Wenn das Niederstwertprinzip zum Fallstrick wird
Stellen Sie sich vor, Sie haben Ihr Traumhaus gefunden, der Preis stimmt für Sie und Sie können die nötigen 20 % Eigenkapital aufbringen. Doch dann kommt Ihr Kreditgeber und sagt Ihnen nicht 80, sondern 70 % des Kaufpreises zu. Wie kann das sein?
Eine Immobilie – zwei Werte
Es gibt verschiedene Arten der Immobilienbewertung.
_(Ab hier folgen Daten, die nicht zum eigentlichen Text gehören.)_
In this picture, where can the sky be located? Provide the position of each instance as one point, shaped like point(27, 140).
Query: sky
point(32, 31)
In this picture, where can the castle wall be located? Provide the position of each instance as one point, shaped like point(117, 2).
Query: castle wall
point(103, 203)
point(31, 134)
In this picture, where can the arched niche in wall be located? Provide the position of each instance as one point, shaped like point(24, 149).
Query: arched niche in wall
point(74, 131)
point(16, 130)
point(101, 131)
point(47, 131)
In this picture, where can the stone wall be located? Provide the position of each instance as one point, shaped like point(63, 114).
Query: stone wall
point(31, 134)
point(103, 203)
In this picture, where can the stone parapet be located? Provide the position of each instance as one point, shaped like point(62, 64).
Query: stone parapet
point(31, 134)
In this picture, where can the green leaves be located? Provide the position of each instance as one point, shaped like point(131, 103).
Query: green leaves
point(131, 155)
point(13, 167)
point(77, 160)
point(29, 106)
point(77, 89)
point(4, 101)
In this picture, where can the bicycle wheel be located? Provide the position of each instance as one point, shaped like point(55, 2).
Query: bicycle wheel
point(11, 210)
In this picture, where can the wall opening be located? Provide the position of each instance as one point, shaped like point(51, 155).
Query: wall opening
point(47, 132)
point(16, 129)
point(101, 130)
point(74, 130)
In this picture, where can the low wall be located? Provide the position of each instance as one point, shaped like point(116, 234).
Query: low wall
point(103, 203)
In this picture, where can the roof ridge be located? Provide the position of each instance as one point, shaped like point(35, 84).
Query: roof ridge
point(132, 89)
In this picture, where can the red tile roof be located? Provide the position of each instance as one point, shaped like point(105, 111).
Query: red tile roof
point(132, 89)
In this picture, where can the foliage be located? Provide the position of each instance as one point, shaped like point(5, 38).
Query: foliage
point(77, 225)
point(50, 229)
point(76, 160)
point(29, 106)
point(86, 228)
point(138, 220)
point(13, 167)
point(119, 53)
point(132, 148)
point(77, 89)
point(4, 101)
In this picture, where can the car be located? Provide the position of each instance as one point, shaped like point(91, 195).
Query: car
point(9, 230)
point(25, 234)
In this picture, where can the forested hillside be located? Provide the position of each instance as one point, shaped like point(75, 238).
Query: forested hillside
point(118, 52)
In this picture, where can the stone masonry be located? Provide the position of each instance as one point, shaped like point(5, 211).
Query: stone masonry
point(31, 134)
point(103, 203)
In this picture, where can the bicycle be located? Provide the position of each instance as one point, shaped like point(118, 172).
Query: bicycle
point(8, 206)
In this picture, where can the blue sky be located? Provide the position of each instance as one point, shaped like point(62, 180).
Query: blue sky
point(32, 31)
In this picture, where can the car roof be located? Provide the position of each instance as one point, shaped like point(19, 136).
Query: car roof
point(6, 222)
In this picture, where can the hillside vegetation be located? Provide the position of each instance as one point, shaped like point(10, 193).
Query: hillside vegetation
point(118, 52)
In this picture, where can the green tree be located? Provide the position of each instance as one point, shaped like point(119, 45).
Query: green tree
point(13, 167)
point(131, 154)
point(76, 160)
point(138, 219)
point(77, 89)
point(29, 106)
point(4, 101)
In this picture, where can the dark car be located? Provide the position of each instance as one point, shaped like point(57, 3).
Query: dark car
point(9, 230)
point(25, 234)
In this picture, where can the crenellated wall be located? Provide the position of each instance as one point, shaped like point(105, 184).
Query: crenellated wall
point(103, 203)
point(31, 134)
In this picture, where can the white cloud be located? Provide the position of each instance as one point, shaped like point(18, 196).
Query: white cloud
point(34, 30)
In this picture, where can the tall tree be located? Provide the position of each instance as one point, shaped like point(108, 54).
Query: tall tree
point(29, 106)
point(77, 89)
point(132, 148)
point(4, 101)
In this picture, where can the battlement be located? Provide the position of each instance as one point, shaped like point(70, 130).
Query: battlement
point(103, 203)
Zu den wichtigsten gehören der Kaufpreis (oder Verkaufswert) und der Verkehrswert (oder Marktwert).
Der Kaufpreis ist der effektiv ausgehandelte Preis, den der Käufer dem Verkäufer bezahlt.
Der Verkehrswert hingegen ist jener Preis, der beim Verkauf einer Immobilie gemäss Expertenschätzung bei normalen Marktverhältnissen erzielt werden könnte. Er ist also ein reiner Schätzwert und beruht auf mehr oder weniger objektiven Kriterien.
Banken, Versicherungen, Anlagestiftungen und Pensionskassen nehmen immer ihre eigene Verkehrswertschätzung vor, wenn sie eine Hypothek vergeben.
Niederstwertprinzip: der tiefere Wert gilt als Belehnungswert
Im Idealfall stimmen Verkaufswert und Verkehrswert überein. Aber das tun sie nicht immer. Doch auf welchem Wert stützt der Kreditgeber dann die Berechnung der Finanzierung?
Jetzt kommt das Niederstwertprinzip ins Spiel: Es besagt, dass der tiefere Wert von beiden als Belehnungswert gilt – mit entsprechenden Auswirkungen auf den erforderlichen Eigenmittel-Anteil.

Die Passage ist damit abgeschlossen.